Japan is considering declaring a state of emergency for the Greater Tokyo metropolitan area as coronavirus cases climb, casting fresh doubt over whether it can push ahead with the Olympics and keep economic damage to a minimum.
Citing government sources, the local Kyodo News reported that preparations were being made for a state of emergency that would take effect on Jan. 9 and last about a month.
Tokyo and the three surrounding prefectures may separately ask residents to refrain from non-essential, non-urgent outings from Friday to the end of the month, public broadcaster NHK reported.
Economy Minister Yasutoshi Nishimura, who is in charge of coronavirus countermeasures, said on Monday that the government would aim to make a decision “as soon as possible” after hearing what experts had to say.

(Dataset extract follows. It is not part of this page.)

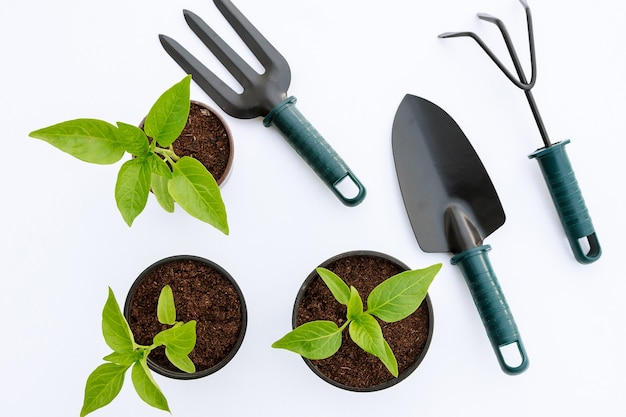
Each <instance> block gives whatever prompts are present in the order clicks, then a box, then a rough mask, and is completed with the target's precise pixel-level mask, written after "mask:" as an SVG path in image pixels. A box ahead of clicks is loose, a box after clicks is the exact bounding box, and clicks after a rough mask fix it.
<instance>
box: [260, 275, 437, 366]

An emergency declaration would mark a reversal for Prime Minister Yoshihide Suga, who has resisted any such drastic steps despite criticism that the government was acting too slowly.
Japan saw a record 4,520 new cases on Dec. 31, prompting the capital, Tokyo, and three neighbouring prefectures to seek an emergency declaration from the national government.
“Even during the three days of the New Year’s holidays, cases didn’t go down in the greater Tokyo area,” Suga told a news conference.
“We felt that a stronger message was needed,” he added, when asked to explain the change of heart on a potential emergency declaration.
Suga did not say when the government would make a decision, or what restrictions would follow. The first state of emergency, declared last spring, lasted more than a month, shutting down schools and non-essential businesses.
Since the start of the pandemic, Japan has recorded more than 245,000 cases and about 3,600 deaths.
Although the figures pale in comparison to those of many parts of Europe and the Americas, Suga has the challenge of hosting the Olympics in Tokyo this summer after the pandemic caused the Games’ first-ever delay in 2020.
That task has been made more difficult by the discovery last month of a new, highly infectious variant of the coronavirus. That prompted Japan to temporarily ban non-resident foreign nationals from entering the country.
Still, Suga repeated the government’s pledge to continue preparations for the Games, adding the country would aim to start vaccinating residents by the end of February.